We deploy attention to motion because, in the real world, objects in motion are more likely to be important. All the more so, if the motion is intentional. One evolutionary key to successful social relationships is the ability to understand the mental states or intentions of other people. Motion is one clue to those intentions. For instance, if you see someone shaking their fists at another person, you automatically think that the person moving their hands might be “angry”. Using visual input to understand and recognize that people have beliefs and desires different from our own is an aspect of theory of mind (Premack & Woodruff, 1978).

Inferring intentions of other people is so important for our survival that it has been suggested that neural mechanisms to detect biological motion might have evolved for this very reason (Frith & Frith, 1999).

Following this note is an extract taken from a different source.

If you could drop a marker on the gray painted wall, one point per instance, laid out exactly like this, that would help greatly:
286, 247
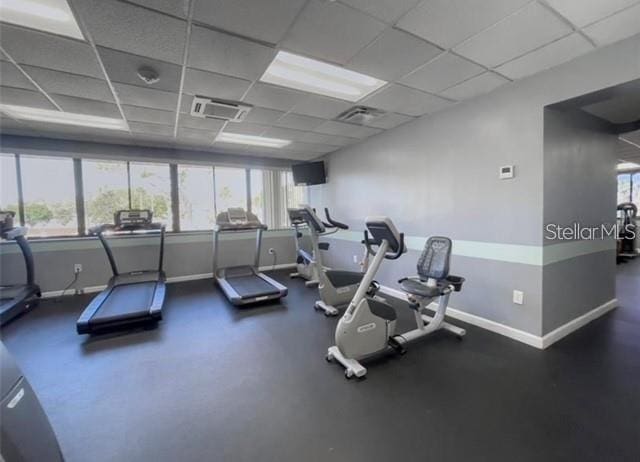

The rules for inferring animacy and intentions on the basis of motion have been the subject of considerable psychophysical research (Pantelis et al, 2014; Gao, McCarthy & Scholl, 2010; Barrett, Todd, Miller & Blythe, 2005; Tremoulet & Feldman, 2006, 2000; Leslie, Friedman & German, 2004; Blythe, Todd, Miller, 1999, Heider & Simmel, 1944) and computational modeling (Baker, Jara-Ettinger, Saxe & Tenenbaum, 2017; Pantelis et al, 2016). Others have considered the role of these phenomena in the context of mindreading (Kuhlmeier, Wynn & Bloom, 2003, Gallese & Goldman, 1998).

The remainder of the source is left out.